No caso europeu, além desse pagamento, grandes clubes são patrocinados por empresas de apostas, caso da bwin no Real Madrid e que até pouco tempo patrocinava a Taça da Liga, em Portugal – sendo proibida no início de 2012 de permanecer assim porque a legislação passou a proibir apostas online.

Um monstro com mais de 30 anos

A Itália é um dos países em que mais casos apareceram ao longo das últimas décadas. Lá, jogadores foram afastados da prática do futebol por meses ou anos; clubes, mesmo os maiores e mais ricos do país, foram rebaixados e/ou perderam pontos; e dirigentes foram expulsos do futebol. Ainda assim, segue sendo um local em que os casos continuam aparecendo.

Destes, recorda-se o que ocorreu em 1980. Para uma loteria esportiva clandestina, com o nome de Totonero, aliciava-se jogadores, árbitros e dirigentes para combinar resultados.
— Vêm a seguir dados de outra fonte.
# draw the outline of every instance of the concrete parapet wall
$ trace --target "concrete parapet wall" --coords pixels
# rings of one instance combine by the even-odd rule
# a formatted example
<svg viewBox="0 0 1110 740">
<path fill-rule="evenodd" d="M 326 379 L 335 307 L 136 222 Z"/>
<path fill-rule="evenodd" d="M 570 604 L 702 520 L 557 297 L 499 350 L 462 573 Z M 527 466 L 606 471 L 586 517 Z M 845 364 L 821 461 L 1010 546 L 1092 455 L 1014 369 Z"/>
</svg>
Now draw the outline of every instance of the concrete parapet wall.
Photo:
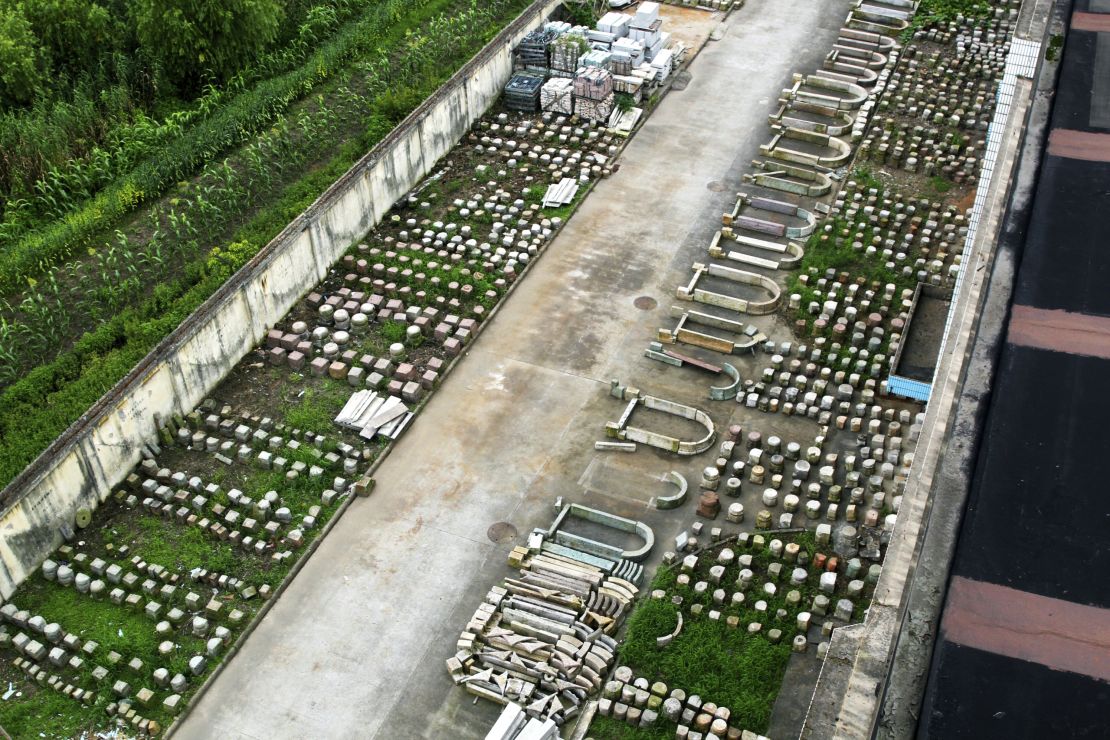
<svg viewBox="0 0 1110 740">
<path fill-rule="evenodd" d="M 561 0 L 537 0 L 332 184 L 0 492 L 0 597 L 94 509 L 174 414 L 188 413 L 346 249 L 494 103 L 520 38 Z"/>
</svg>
O atacante Paolo Rossi foi um dos acusados e acabou suspenso por 3 anos. Rossi conseguiu a revogação de 1 ano da pena para participar da Copa do Mundo de 1982. O azar acabou sendo brasileiro, já que o atacante permeia mentes de torcedores que viram o favorito time comandado por Telê Santana ser eliminado no “Desastre de Sarriá” após três gols do atacante.

Em 1986, a polícia italiana descobriu um novo escândalo. Treinadores e jogadores vendiam as partidas por dinheiro. Foram punidos: Udinese e Cagliari (Série A), Lazio, Vicenza, Triestena, Perugia, Palermo (Série B), Foggia e Cavense (Série C); além de 18 treinadores e cerca de 40 jogadores, com penas entre 3 meses e 5 anos.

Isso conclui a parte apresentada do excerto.